Member of the Ghana Parliament for Atwima-Nwabiagya
- In office 7 January 1997 – 6 January 2005
- Preceded by: Yaw Bampoh
- Succeeded by: Benito Owusu Bio

Personal details
- Party: New Patriotic Party
- Occupation: Politician

= James Edusei Sarkodie =

Ghanaian politician

James Edusei Sarkodie is a Ghanaian politician who served as a member of parliament for the Atwima Nwabiagya constituency from 1997 to 2005.

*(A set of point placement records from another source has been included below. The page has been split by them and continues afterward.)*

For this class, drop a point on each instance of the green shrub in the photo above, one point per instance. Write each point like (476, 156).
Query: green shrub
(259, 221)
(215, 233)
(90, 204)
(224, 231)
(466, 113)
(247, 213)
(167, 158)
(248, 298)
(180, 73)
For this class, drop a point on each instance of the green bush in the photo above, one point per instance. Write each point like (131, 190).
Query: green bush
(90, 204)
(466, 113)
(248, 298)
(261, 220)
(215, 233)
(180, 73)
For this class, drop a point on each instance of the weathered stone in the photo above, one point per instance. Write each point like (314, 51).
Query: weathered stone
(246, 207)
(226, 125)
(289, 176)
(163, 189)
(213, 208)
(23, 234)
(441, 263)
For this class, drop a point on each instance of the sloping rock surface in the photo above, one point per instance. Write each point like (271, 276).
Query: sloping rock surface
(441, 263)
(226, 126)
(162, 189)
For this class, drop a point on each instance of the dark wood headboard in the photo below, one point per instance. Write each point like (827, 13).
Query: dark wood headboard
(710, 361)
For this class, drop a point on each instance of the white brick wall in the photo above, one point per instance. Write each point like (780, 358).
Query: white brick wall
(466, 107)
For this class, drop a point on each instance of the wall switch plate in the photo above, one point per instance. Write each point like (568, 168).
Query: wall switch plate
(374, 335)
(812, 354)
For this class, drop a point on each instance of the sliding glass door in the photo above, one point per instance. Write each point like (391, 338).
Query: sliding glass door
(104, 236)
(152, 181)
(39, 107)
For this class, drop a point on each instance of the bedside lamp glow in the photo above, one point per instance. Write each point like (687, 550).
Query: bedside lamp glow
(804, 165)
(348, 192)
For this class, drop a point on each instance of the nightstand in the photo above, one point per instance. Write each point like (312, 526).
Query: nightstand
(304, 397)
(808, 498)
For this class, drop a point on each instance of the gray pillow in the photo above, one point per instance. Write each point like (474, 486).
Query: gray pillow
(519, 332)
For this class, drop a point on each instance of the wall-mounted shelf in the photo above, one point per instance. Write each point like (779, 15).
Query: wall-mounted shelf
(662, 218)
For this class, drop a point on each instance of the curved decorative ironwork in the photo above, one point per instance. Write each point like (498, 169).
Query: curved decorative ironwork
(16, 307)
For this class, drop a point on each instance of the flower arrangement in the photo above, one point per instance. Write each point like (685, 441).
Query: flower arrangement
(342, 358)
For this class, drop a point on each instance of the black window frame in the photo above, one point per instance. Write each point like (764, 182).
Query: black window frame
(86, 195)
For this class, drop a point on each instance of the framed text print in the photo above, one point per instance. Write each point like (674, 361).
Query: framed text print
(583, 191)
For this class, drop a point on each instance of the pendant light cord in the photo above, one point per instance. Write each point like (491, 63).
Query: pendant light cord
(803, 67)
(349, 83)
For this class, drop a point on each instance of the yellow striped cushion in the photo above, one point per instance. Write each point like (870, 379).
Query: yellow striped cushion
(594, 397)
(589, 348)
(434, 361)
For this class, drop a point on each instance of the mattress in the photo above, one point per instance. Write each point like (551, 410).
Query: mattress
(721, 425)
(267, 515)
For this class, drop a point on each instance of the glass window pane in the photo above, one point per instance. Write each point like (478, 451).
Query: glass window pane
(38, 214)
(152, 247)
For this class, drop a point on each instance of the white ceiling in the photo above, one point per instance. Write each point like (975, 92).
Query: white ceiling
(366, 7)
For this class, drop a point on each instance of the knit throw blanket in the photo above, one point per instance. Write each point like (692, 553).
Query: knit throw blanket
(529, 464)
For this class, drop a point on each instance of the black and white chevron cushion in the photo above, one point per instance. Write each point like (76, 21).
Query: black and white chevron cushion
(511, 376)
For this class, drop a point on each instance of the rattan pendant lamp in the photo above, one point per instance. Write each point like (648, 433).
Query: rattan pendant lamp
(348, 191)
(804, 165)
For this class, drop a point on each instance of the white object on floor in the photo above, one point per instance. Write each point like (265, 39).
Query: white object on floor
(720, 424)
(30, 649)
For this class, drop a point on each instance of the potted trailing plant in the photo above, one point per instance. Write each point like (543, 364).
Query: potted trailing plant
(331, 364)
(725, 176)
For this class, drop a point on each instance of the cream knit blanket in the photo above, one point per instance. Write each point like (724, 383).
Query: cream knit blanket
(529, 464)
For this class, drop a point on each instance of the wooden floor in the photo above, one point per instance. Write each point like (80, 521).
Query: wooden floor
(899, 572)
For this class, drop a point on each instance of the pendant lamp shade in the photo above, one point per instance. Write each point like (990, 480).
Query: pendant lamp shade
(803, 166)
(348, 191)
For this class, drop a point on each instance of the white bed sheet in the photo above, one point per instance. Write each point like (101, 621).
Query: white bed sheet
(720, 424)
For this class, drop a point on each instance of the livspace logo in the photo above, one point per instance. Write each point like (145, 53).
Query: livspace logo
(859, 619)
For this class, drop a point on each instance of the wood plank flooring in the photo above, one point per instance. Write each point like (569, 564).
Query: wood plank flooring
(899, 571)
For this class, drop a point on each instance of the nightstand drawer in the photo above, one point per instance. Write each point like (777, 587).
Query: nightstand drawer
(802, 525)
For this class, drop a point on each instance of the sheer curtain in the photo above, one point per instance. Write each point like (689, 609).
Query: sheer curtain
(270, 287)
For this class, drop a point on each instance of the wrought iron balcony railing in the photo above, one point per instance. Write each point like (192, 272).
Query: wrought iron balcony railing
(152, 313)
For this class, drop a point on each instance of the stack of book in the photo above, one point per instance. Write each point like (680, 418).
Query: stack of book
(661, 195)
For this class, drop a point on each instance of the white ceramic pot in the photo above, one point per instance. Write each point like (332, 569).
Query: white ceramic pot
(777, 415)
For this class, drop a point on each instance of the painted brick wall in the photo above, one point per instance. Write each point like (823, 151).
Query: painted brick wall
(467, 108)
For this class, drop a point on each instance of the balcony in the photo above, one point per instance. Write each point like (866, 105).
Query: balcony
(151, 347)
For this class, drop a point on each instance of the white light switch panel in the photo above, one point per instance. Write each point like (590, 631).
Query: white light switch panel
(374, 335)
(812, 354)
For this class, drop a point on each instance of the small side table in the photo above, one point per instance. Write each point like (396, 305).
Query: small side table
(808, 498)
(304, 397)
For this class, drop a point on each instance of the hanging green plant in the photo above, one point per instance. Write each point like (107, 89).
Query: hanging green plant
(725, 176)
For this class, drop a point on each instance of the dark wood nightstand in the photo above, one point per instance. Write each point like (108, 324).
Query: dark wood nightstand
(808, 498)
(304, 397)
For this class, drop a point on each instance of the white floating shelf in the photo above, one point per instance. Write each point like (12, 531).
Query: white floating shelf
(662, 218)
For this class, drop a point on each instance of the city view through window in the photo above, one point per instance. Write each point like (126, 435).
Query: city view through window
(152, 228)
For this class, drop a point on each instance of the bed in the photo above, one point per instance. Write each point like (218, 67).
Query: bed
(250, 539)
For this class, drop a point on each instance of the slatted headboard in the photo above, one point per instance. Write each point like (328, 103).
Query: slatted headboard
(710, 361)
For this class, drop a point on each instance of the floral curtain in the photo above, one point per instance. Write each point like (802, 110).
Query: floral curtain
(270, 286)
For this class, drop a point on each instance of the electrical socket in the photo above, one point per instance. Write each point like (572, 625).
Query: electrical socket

== Early life and education ==
Edusei was born in Atwima in the Ashanti Region of Ghana.

== Politics ==
Edusei was first elected into parliament on the ticket of the New Patriotic Party during the December 1996 Ghanaian General Elections representing the Atwima Mponua constituency in the Ashanti Region of Ghana. He polled 31,088 votes out of the 42,146 representing 61.90%. During the 2000 General Election, he polled 38,959 votes out of the 48,153 valid votes cast representing 80.90%. He was defeated by Benito Owusu Bio in the 2004 parliamentary primaries.

== Elections ==
In 2000, Sarkodie won the general elections as the member of parliament for the Atwima Mponua constituency of the Ashanti Region of Ghana. He won on the ticket of the New Patriotic Party. His constituency was a part of the 31 parliamentary seats out of 33 seats won by the New Patriotic Party in that election for the Ashanti Region. The New Patriotic Party won a majority total of 100 parliamentary seats out of 200 seats. He was elected with 38,959 votes out of 48,947 total valid votes cast. This was equivalent to 80.9% of the total valid votes cast. He was elected over Baffour Osei Wusu of the National Democratic Congress, Alex Addo Kuffour of the People's National Convention, Yaw Boateng of the National Reformed Party and D.D. Boateng of the Convention People's Party. These won 7,880, 683, 336 and 295 votes out of the total valid votes cast respectively. These were equivalent to 16.4%, 1.4%, 0.7% and 0.6% respectively of total valid votes cast.

== Career ==
Edusei was a Parliamentarian from 2001 to 2005 for the Atwima Mponua Constituency.